An open API service indexing awesome lists of open source software.

https://github.com/zigtools/trigram-bench

For use in workspace symbols (WIP)
https://github.com/zigtools/trigram-bench

Last synced: 5 months ago
JSON representation

For use in workspace symbols (WIP)

Awesome Lists containing this project

README

          

# Trigram Bench

For use in ZLS workspace symbols.

## Problem Statement

Definitions:
- Document: A Zig file.
- Declaration: A `u32` that represents a declaration. Only a name is exposed. The rest is considered a ZLS implementation detail for practical purposes.
- Symbol / Declaration Name: A `[]const u8` that is the name of a declaration.
- Index: Preprocessed state representing a document's symbols used to perform a search.
- Query / Search: A search query that will be matched with a trigram search described below.
- Trigram: A window over a string with window size 3 and stride 1. Our trigrams are Unicode-based and not byte-based and are case sensitive.
Example: `Counter` is composed of the trigrams `Cou`, `oun`, `unt`, `nte` `ter`.

### Indexing

We begin by obtaining 10,000 symbols extracted from `zigwin32`'s `everything.zig` found in `symbols.txt`. Each symbol is given a declaration, from `0` to `9_999`. A list `declarations : Declaration (u32) -> Symbol ([]const u8)` exists and is used for checking the correctness of a search.

Each symbol is then split into its constituent trigrams, and a mapping `trigram_to_decls : Trigram -> []const Declaration` is created. This maps trigrams to the declarations whose names contain the trigram.

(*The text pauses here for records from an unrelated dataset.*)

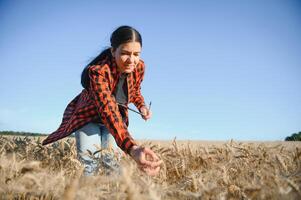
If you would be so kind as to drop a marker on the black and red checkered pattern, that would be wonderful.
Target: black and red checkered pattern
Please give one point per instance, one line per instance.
(98, 102)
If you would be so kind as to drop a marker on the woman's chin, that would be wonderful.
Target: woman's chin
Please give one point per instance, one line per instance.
(128, 71)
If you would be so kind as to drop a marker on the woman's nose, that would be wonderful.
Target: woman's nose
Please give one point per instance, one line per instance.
(131, 58)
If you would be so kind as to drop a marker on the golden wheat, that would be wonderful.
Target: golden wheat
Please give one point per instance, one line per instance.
(231, 170)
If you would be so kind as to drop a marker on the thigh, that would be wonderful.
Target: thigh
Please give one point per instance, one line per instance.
(87, 137)
(107, 140)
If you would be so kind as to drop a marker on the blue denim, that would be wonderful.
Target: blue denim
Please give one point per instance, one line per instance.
(86, 138)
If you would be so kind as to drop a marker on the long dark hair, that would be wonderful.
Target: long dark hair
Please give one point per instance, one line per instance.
(121, 35)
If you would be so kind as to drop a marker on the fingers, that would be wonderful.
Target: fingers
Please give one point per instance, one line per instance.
(151, 171)
(154, 160)
(146, 113)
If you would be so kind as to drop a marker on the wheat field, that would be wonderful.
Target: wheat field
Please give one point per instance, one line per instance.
(191, 170)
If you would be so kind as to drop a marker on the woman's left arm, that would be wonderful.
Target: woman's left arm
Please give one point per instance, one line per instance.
(138, 98)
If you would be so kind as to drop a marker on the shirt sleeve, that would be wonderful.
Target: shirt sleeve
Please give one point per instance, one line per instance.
(138, 99)
(108, 108)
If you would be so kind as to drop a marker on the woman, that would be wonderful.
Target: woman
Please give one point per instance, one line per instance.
(110, 81)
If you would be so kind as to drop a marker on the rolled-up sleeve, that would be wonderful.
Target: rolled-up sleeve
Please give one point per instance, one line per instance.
(108, 108)
(138, 99)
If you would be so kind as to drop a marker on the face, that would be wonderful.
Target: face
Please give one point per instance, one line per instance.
(127, 56)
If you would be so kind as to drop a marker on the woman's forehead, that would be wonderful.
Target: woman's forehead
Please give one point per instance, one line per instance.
(131, 47)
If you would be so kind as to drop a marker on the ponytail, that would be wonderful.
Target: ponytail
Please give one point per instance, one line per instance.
(85, 80)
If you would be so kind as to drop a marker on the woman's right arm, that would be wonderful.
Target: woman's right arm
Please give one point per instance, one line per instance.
(108, 108)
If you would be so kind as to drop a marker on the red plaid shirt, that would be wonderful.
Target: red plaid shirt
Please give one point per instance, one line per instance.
(98, 102)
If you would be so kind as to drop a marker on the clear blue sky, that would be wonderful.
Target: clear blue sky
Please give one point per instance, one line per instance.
(215, 69)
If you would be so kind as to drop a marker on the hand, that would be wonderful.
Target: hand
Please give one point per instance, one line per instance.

Currently there is one indexing method in `common.zig`. If your query method requires a different kind of indexing, let me (Auguste) know.

### Querying

We begin by splitting our query into its constituent trigrams. Then we access `trigram_to_decls` with each trigram and obtain the intersection of each decl list.

Let's walk through a made up example. We're searching for `Alloc`, which is composed of the trigrams `All`, `llo`, and `loc`.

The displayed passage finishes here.